Rutgers G: 2 Deaths, No Hardship Waiver

The NCAA’s stupidity knows no bounds.

Just days after a public relations disaster for requiring a former Marine to sit out a year of football at Middle Tennessee State for participating in military intramurals (a decision it later reversed under immense pressure), the New York Post is reporting that the governing body for college sports is denying a hardship waiver to Rutgers guard Kerwin Okoro - who transferred from Iowa State - after the death of his father and brother within two months last season.

The NCAA grants hardship waivers that do not require transfers to sit out a year based on injury, illness or financial hardship of an immediate family member or legal guardian. While it’s been used in the past by players to circumvent sitting out a season, you would think the NCAA would use common sense and allow Okoro to return closer to home in The Bronx over such a tragic set of circumstances without the normal transfer rules applying.

Okoro’s father died in December of a stroke while his brother died two months later of colon cancer at the age of 28.

“I think it’s crazy,” Okoro’s AAU coach, Abdu-Allah Torrence, told The Post. “It was hard on the whole family.

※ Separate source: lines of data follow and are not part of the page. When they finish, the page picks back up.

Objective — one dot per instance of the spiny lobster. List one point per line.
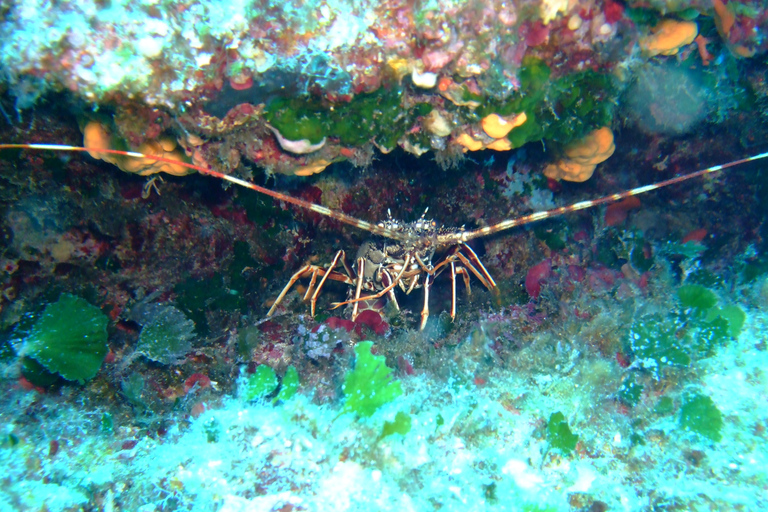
(405, 250)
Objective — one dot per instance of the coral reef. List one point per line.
(619, 362)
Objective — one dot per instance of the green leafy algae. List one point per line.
(559, 434)
(70, 338)
(369, 385)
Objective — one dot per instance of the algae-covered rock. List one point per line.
(700, 414)
(261, 383)
(166, 337)
(70, 338)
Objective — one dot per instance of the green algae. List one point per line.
(261, 382)
(70, 338)
(559, 434)
(699, 414)
(695, 330)
(655, 341)
(696, 296)
(368, 386)
(400, 425)
(289, 386)
(298, 118)
(630, 392)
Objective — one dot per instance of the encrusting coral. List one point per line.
(96, 136)
(582, 157)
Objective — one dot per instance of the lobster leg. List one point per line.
(295, 277)
(465, 275)
(468, 264)
(425, 311)
(339, 254)
(385, 273)
(382, 292)
(453, 291)
(359, 287)
(479, 264)
(305, 271)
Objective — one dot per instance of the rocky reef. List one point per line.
(618, 362)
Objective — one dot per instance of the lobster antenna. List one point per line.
(583, 205)
(322, 210)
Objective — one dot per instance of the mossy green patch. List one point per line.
(70, 338)
(400, 425)
(559, 434)
(261, 383)
(298, 118)
(369, 385)
(659, 342)
(696, 296)
(289, 386)
(630, 392)
(700, 414)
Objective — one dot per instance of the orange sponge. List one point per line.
(96, 136)
(668, 37)
(582, 156)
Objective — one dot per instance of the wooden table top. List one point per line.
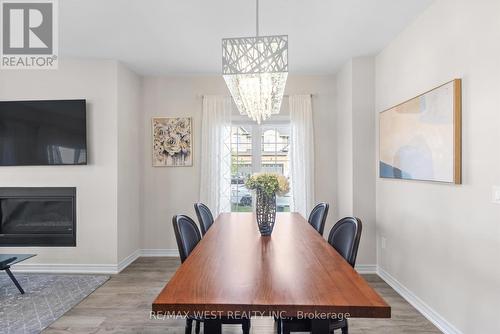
(234, 269)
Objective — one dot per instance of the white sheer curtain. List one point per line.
(302, 153)
(215, 185)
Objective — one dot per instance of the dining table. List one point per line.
(235, 272)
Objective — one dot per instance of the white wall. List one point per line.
(443, 241)
(344, 141)
(356, 150)
(96, 183)
(130, 146)
(173, 190)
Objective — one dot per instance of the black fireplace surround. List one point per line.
(38, 216)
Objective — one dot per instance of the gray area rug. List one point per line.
(46, 299)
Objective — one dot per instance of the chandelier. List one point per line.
(255, 70)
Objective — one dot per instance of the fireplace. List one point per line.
(37, 216)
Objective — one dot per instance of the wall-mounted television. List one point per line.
(47, 132)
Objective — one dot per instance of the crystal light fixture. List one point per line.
(255, 70)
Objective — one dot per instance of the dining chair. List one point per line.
(344, 237)
(205, 217)
(188, 236)
(318, 215)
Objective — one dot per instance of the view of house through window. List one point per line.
(255, 149)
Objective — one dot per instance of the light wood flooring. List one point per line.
(123, 303)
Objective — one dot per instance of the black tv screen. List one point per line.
(43, 133)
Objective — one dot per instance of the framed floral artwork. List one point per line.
(172, 141)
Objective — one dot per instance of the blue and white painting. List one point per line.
(417, 137)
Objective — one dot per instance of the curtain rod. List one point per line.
(286, 95)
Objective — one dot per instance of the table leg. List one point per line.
(320, 326)
(212, 326)
(13, 278)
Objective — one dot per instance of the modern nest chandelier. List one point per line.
(255, 70)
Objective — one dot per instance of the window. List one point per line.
(254, 149)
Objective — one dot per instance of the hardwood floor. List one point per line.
(123, 303)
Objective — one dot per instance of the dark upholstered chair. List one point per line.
(205, 217)
(344, 237)
(188, 236)
(318, 216)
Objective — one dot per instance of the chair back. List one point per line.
(205, 217)
(186, 234)
(318, 216)
(345, 236)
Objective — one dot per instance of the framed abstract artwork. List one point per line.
(172, 141)
(420, 139)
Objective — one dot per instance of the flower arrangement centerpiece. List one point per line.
(267, 186)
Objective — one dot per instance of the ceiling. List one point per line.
(156, 37)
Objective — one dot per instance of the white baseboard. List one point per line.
(366, 268)
(441, 323)
(65, 268)
(160, 252)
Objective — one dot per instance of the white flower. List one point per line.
(172, 144)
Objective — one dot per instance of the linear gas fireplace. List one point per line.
(37, 216)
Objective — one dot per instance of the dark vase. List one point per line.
(265, 209)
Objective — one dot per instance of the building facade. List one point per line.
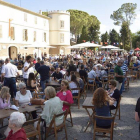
(20, 28)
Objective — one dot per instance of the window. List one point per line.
(62, 24)
(61, 38)
(25, 35)
(0, 31)
(34, 36)
(12, 33)
(25, 17)
(44, 22)
(35, 20)
(44, 37)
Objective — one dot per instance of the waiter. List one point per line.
(9, 72)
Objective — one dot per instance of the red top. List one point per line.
(19, 135)
(65, 96)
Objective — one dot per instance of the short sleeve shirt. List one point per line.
(23, 99)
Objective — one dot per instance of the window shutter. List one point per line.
(0, 31)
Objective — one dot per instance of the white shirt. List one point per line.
(9, 70)
(30, 70)
(92, 75)
(23, 99)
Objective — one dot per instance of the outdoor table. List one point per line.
(4, 113)
(53, 83)
(88, 105)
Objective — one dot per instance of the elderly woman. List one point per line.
(53, 106)
(5, 98)
(101, 103)
(24, 97)
(114, 94)
(65, 95)
(15, 124)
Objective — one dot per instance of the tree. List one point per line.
(77, 20)
(114, 37)
(125, 14)
(125, 36)
(105, 38)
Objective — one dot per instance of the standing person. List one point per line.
(125, 72)
(37, 65)
(44, 72)
(137, 113)
(9, 73)
(27, 68)
(119, 74)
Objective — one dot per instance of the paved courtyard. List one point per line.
(126, 128)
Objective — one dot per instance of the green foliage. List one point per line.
(125, 14)
(82, 24)
(125, 36)
(114, 37)
(45, 13)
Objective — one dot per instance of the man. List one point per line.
(44, 72)
(57, 75)
(9, 73)
(125, 72)
(37, 65)
(119, 74)
(27, 69)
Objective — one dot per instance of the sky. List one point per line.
(102, 9)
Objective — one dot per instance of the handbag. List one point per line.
(37, 101)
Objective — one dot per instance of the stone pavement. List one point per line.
(126, 128)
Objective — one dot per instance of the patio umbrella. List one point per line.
(109, 47)
(137, 49)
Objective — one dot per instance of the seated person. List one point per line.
(4, 98)
(57, 74)
(24, 97)
(101, 103)
(114, 94)
(83, 73)
(31, 82)
(74, 84)
(53, 106)
(65, 95)
(16, 121)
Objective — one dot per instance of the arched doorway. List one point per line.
(12, 52)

The biggest [reason for coming home] was being a support system for his mom.”

Despite the infuriating ruling, Okoro had the presence of mind to handle this situation with much more class than the NCAA in tweeting the following on Tuesday and Wednesday:

The news has created another media firestorm with even Dick Vitale coming to Okoro’s defense:

Another kid being unjustly punished by old men without a clue? The villainy of the NCAA and president Mark Emmert are growing by the day.